Midst tumbling valuations and frosty political climate, large investment banks are backing out of Chinese IPOs on Wall Street, and are forced to slash the size of their deals.
In the last few months, big banks including Bank of America, Credit Suisse, and Citigroup have walked away from Chinese companies’ efforts to sell shares in New York. According to sources close to the deals, and company filings, at least four Chinese companies have lost the support of sponsoring banks due to their valuations. These include Ucommune, China’s WeWork, and Canaan, which makes bitcoin mining technology.
The development comes in the wake of the United States ratcheting up scrutiny on Chinese companies trying to tap its capital markets midst trade tensions.
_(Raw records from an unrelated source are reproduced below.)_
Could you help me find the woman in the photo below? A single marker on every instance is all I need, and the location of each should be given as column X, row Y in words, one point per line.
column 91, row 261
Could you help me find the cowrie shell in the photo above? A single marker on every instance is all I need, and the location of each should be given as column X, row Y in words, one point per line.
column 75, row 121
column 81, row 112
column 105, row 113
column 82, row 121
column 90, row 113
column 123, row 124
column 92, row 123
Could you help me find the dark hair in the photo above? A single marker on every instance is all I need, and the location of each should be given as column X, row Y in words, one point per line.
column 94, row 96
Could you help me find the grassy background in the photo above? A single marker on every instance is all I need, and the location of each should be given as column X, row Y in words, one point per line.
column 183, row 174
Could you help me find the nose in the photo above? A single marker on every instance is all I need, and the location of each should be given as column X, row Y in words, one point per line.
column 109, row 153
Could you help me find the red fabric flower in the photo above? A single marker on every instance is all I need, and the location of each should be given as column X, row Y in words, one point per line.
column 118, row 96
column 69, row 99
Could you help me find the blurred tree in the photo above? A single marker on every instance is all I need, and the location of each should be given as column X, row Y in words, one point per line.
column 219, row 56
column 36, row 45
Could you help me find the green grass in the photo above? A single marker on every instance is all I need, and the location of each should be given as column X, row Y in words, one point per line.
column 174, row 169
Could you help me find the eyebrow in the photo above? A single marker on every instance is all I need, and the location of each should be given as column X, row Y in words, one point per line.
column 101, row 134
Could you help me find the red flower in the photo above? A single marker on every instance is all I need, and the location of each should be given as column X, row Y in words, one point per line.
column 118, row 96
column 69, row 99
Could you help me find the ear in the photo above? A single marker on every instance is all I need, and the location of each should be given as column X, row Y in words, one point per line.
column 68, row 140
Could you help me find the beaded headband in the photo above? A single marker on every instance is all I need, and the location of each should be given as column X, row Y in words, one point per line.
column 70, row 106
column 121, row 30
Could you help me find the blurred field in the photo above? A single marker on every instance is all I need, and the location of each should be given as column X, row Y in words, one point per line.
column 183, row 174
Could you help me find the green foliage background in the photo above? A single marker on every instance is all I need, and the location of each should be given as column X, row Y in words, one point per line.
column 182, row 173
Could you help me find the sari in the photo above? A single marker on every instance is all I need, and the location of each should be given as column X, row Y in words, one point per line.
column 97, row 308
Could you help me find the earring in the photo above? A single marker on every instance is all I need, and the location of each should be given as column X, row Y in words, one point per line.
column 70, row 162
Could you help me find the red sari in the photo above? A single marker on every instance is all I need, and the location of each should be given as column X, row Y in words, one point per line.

In the autum of 2019, the Trump Administration even considered curbing the ability of US government pension funds to buy Chinese stocks; the measure did not materialize following the phase 1 U.S.-China trade agreement.
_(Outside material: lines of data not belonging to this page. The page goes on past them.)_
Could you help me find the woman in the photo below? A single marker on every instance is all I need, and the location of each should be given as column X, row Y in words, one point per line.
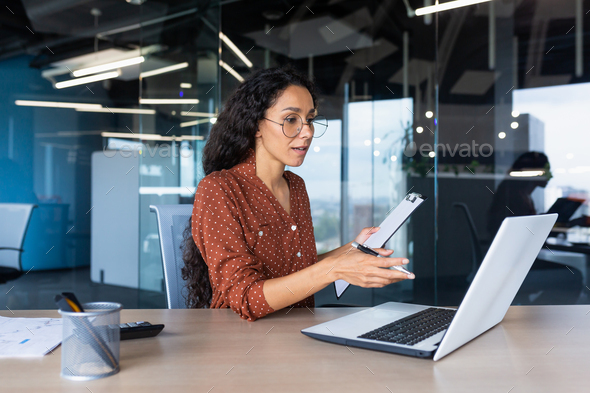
column 251, row 245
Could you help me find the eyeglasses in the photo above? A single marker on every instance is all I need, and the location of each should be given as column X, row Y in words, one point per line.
column 293, row 124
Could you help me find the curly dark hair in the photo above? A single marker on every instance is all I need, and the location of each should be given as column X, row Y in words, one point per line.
column 229, row 141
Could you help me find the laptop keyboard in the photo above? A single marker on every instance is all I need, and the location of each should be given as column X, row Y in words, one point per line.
column 413, row 328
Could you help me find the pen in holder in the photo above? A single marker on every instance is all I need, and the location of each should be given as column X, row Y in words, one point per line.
column 90, row 343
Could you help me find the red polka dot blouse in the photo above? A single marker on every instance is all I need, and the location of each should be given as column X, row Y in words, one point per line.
column 246, row 236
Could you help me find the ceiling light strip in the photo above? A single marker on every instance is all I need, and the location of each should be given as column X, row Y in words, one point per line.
column 134, row 111
column 198, row 114
column 163, row 70
column 231, row 70
column 87, row 79
column 55, row 104
column 168, row 101
column 447, row 6
column 108, row 66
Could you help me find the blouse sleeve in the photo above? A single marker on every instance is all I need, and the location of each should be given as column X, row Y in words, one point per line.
column 234, row 271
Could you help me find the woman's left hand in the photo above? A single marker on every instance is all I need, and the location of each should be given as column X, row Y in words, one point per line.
column 365, row 234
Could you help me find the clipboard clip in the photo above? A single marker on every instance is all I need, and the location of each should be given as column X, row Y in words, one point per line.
column 412, row 197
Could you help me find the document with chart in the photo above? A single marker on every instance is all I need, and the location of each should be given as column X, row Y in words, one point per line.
column 387, row 228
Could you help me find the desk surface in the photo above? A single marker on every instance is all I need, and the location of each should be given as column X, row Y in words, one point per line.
column 535, row 348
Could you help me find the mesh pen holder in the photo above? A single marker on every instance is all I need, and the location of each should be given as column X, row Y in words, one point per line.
column 90, row 341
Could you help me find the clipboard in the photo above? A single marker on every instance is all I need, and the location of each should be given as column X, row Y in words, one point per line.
column 387, row 229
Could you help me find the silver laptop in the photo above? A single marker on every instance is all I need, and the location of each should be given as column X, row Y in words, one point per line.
column 434, row 332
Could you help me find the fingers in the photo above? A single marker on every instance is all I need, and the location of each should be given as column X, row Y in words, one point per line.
column 383, row 251
column 387, row 262
column 385, row 276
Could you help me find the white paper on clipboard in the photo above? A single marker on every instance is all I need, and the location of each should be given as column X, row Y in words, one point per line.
column 387, row 228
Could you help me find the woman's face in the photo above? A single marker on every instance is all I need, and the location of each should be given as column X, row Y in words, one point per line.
column 270, row 137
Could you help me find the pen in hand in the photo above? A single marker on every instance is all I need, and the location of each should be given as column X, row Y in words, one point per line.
column 370, row 251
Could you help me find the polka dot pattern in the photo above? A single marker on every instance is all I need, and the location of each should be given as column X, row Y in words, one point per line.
column 246, row 236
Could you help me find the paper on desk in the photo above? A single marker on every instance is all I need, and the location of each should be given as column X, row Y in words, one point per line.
column 27, row 337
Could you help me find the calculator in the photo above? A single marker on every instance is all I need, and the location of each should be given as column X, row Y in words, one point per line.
column 141, row 329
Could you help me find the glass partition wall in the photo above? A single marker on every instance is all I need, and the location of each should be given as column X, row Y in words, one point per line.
column 478, row 108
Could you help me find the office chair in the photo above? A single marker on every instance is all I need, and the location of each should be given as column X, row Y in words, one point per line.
column 476, row 252
column 172, row 220
column 15, row 219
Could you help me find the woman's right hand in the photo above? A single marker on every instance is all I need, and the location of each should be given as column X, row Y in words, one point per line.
column 358, row 268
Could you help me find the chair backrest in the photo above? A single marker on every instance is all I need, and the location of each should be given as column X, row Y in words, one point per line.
column 476, row 252
column 172, row 220
column 14, row 221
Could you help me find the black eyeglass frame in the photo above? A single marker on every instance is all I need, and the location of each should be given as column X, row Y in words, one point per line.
column 302, row 124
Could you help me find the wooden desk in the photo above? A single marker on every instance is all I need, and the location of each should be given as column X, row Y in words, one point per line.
column 535, row 349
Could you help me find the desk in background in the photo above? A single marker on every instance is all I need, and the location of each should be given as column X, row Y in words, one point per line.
column 536, row 348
Given this backdrop, it is “no surprise banks are a little worried” on the pricing of initial public offerings (IPOs), said Stephen Chan, a partner at law firm Dechert.
He went on to add, “Bulge bracket banks don’t want to be involved if the company is just going to tank,” in reference to large investment banks.
Case in point: Credit Suisse invested six months working on a proposed Chinese drone maker EHang Holdings’ New York IPO only to step away a few weeks before the deal got priced in December. EHang raised only $40m in its December IPO, after initially seeking around $100m.
WeWork Chinese equivalent, Ucommune tapped Citigroup, Bank of America and Credit Suisse ahead of a proposed New York IPO. All three walked away from the deal in December. A banker described the valuation demanded by loss-making Ucommune as “crazy”.
Ucommune is set to be listed in early 2020.
Credit Suisse also walked away from underwriting Chinese audio streaming company Lizhi’s IPO.
According to data from Prime Number Capital, in total, 10 Chinese startups have pared their fundraising goals since September 2019 in order to get a US listing over the line.
In 2014, funds raised by Chinese startups in New York touched $29bn, whereas in 2019, it was a meagre $3.6bn, according to Dealogic. The listing of Chinese companies dropped by 25% from 2018. Declining valuations on those deals have also reduced investment banking fees. In 2019, the fee pool for the US listings of Chinese companies came to $194m, a 50% drop in comparison to the previous year and under 7% of Wall Street’s total IPO fees, according to data from Dealogic.
“It becomes difficult to keep the big underwriter because if you look at the economics of the deal it doesn’t make any sense,” said a banker at a boutique advisory firm while adding that a bank’s typical commission was about 7% of an IPO’s proceeds.
According to analysts, the decision of whether the bank will underwrite the IPO sometimes comes down to whether the bank wants to maintain a longterm relationship with the company; this is even if the IPO fees are lower than it expected. If the bank sees underwriting the IPO as a first step in a longer relationship, banks would sometimes go ahead with such listings, since it could lead to a long-term stream of revenues.
Credit Suisse declined to comment on its role in the Chinese IPOs.
Citigroup, Bank of America and Morgan Stanley also declined to comment.
Bankers say, the lack of a big-name sponsor can make it harder to launch a successful IPO. As a result, smaller advisors have stepped in to fill the space left behind by their larger counterpart. Chinese companies “need the capital,” opined Benjamin Quinlan, chief executive of Hong Kong-based financial services consultant Quinlan & Associates.
“They can’t wait around for a US bank to say ‘yay’ or ‘nay’.”